It’s been a tough seven days for Facebook in the UK. Last week the social network was splashed on the front page of most newspapers after “Facebook killer” Peter Chapman murdered a 17-year-old girl he met through the site.
The Daily Mail in particular went to town on the story, even risking legal action with a piece by an “expert” claiming that within 90 seconds of logging into Facebook, “a middle-aged man wanted to perform a sex act in front of me”. The Mail had to apologise when it emerged the site in question wasn’t Facebook after all but a (still-unnamed) “different social networking website”.
It didn’t take long for politicians to jump on the bandwagon in this election year.
Alan Johnson, the home secretary, on Thursday met Facebook in London to take it to task for not using the standard “panic button” developed by the UK-based Child Exploitation and Online Protection Centre (CEOP), which is used by Bebo and MSN but not by Facebook or MySpace.
“He had a very clear and particular point of view,” Richard Allan, Facebook’s director of European public policy, told the FT. “We both care about internet child safety. He made it clear that he felt that the CEOP reporting abuse button was an important part of the child safety picture.”
The home secretary’s visit has elicited a small concession from Facebook, which now says it will include the button in its central “safety centre” – but not across the whole site. Facebook will also introduce links to a variety of sites providing additional safety information, including CEOP, when its users make a report, aiming to provide the most relevant information for the user’s country and type of complaint.
“We wanted to be very clear that substituting the [CEOP] button for our reporting system was something that we felt would be counterproductive rather than helpful,” Mr Allan said. “For lots of websites out there who have no reporting system of their own the [CEOP] button is a very good solution.”
Facebook’s message seems to be that it can do a better job of protecting its users than a well-meaning public-sector organisation.
Although some in the advertising world say that the whole sorry affair “may give clients pause for thought” about marketing on the site, most would say – complain, even – that Facebook still puts users’ interests ahead of commercial concerns.
“We haven’t had one client raise any serious concerns over this,” said Norm Johnston, global digital leader at Mindshare Worldwide, a WPP agency. “Facebook have gone out of their way to protect their users even if it’s detrimental to their business.”

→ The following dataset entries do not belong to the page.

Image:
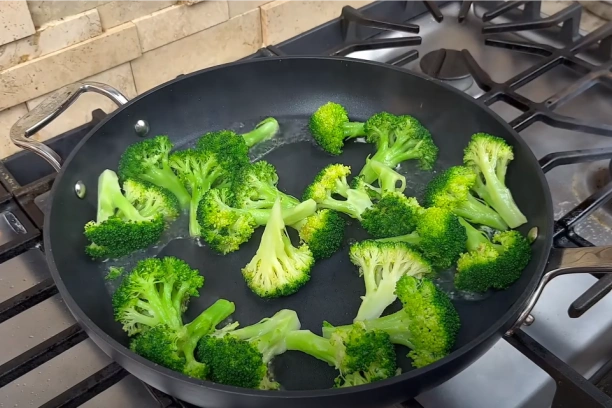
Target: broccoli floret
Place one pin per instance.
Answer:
(255, 187)
(387, 181)
(394, 215)
(439, 235)
(155, 292)
(323, 232)
(199, 171)
(230, 144)
(148, 160)
(408, 139)
(240, 357)
(225, 226)
(452, 190)
(332, 181)
(489, 156)
(491, 264)
(278, 268)
(427, 323)
(360, 356)
(120, 228)
(330, 127)
(382, 264)
(174, 347)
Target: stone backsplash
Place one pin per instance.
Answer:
(133, 45)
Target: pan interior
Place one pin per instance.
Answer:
(239, 96)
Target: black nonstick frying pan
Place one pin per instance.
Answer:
(289, 89)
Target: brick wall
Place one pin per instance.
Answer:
(133, 45)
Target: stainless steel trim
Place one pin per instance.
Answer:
(567, 261)
(49, 109)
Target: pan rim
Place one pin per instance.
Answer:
(502, 324)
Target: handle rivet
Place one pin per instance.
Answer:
(79, 189)
(141, 128)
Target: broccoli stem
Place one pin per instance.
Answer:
(395, 325)
(264, 130)
(110, 198)
(353, 129)
(203, 325)
(478, 212)
(309, 343)
(500, 198)
(475, 237)
(166, 178)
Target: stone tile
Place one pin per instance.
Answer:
(15, 20)
(8, 118)
(44, 11)
(51, 37)
(228, 41)
(45, 74)
(242, 6)
(121, 11)
(176, 22)
(80, 112)
(283, 19)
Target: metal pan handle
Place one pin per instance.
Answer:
(49, 109)
(564, 262)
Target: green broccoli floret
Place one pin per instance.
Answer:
(489, 157)
(387, 181)
(240, 357)
(228, 143)
(255, 187)
(278, 268)
(155, 292)
(360, 356)
(439, 235)
(382, 264)
(225, 226)
(491, 264)
(323, 232)
(120, 228)
(427, 323)
(199, 171)
(407, 139)
(394, 215)
(148, 160)
(332, 181)
(452, 190)
(174, 347)
(330, 127)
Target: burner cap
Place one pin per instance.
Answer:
(446, 65)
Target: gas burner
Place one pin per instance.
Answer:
(449, 66)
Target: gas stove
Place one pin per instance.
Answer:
(551, 82)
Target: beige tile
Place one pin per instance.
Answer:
(228, 41)
(283, 19)
(80, 112)
(15, 20)
(121, 11)
(242, 6)
(51, 37)
(8, 118)
(42, 75)
(44, 11)
(176, 22)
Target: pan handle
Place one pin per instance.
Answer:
(49, 109)
(564, 262)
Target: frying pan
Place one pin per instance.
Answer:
(289, 88)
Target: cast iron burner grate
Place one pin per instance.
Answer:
(26, 180)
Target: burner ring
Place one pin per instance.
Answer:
(445, 65)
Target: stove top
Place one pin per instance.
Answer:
(551, 82)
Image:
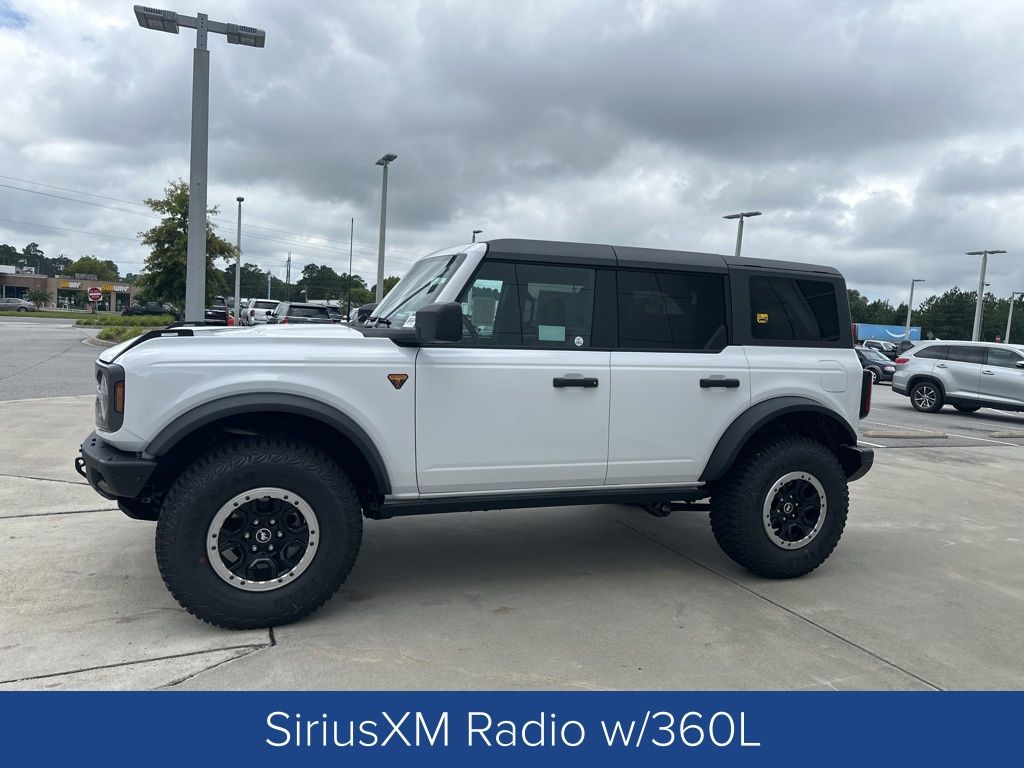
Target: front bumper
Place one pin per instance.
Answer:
(113, 473)
(856, 461)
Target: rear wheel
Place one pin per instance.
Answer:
(258, 532)
(782, 509)
(967, 409)
(926, 396)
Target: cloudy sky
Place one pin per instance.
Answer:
(886, 138)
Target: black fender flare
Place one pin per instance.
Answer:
(213, 411)
(749, 422)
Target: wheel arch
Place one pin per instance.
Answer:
(792, 415)
(335, 432)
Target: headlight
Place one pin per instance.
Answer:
(110, 397)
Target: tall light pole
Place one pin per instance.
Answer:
(238, 266)
(351, 236)
(384, 162)
(739, 229)
(169, 20)
(909, 308)
(976, 334)
(1010, 317)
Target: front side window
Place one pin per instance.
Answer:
(1004, 357)
(794, 309)
(966, 354)
(532, 305)
(671, 310)
(421, 286)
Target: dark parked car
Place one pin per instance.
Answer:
(153, 308)
(881, 367)
(16, 305)
(292, 312)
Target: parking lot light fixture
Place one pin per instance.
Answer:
(976, 334)
(739, 228)
(1010, 316)
(909, 308)
(238, 265)
(383, 162)
(169, 20)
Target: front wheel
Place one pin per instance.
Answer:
(258, 532)
(926, 396)
(782, 509)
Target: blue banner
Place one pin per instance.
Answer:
(867, 331)
(509, 728)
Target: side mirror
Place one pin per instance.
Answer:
(439, 322)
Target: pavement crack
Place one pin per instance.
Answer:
(221, 663)
(53, 514)
(778, 605)
(116, 665)
(45, 479)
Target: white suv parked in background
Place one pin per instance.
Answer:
(495, 375)
(967, 375)
(257, 311)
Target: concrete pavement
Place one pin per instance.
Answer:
(926, 590)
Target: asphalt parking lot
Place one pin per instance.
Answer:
(926, 590)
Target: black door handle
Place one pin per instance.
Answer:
(723, 383)
(566, 381)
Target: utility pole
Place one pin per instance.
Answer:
(238, 267)
(1010, 317)
(351, 235)
(909, 308)
(739, 229)
(384, 162)
(976, 334)
(288, 278)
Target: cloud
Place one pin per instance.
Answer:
(882, 137)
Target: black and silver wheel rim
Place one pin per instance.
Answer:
(925, 396)
(795, 510)
(262, 539)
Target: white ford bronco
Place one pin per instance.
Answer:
(496, 375)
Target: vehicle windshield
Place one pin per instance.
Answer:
(420, 287)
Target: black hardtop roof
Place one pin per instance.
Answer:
(625, 256)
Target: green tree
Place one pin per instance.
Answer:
(163, 276)
(92, 265)
(39, 297)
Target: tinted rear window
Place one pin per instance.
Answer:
(792, 309)
(671, 310)
(966, 354)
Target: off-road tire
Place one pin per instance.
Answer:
(927, 396)
(736, 506)
(193, 502)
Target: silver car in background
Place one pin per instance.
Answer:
(967, 375)
(257, 311)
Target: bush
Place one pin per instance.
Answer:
(122, 333)
(131, 321)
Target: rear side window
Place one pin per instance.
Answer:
(671, 310)
(1004, 357)
(933, 352)
(793, 309)
(966, 354)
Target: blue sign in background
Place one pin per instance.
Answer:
(645, 728)
(886, 333)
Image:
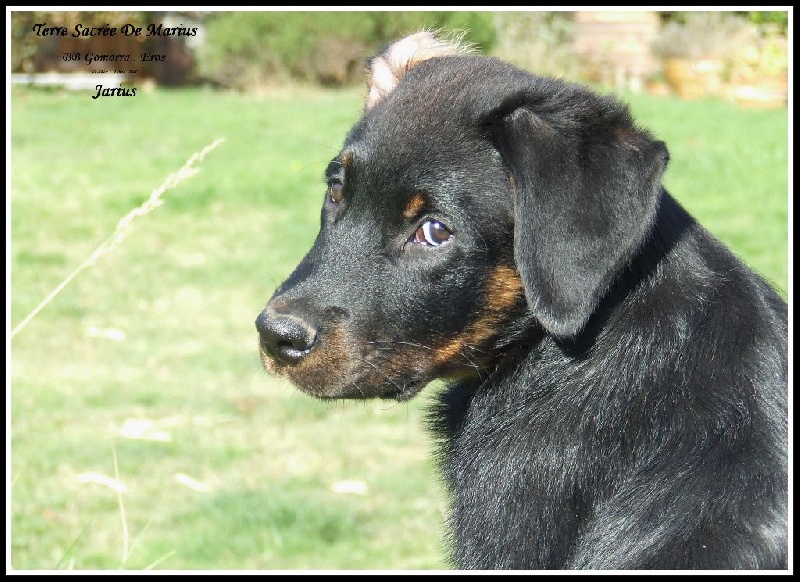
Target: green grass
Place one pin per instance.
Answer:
(184, 288)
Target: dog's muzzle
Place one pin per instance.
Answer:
(285, 337)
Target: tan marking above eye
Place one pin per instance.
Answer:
(415, 204)
(335, 191)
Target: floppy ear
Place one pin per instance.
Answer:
(586, 184)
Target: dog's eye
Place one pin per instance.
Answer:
(335, 189)
(432, 233)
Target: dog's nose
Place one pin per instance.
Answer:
(285, 337)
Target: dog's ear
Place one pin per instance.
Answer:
(384, 71)
(586, 183)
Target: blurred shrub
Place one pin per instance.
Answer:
(249, 49)
(540, 42)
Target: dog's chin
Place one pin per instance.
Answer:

In many ways, the volume of press coverage and criticism that Facebook has faced reflects not its child safety record but its significance in our collective culture.
With 400m members, enough of the world is represented that, alas, some of humanity’s less appealing traits will inevitably appear. Now that it is one of the world’s biggest sites, it will have to get used to the same scrutiny to which tabloid newspapers subject the world’s biggest celebrities. After all, most of their journalists are already on the site – it’s a fabulous tool for gleaning showbiz gossip.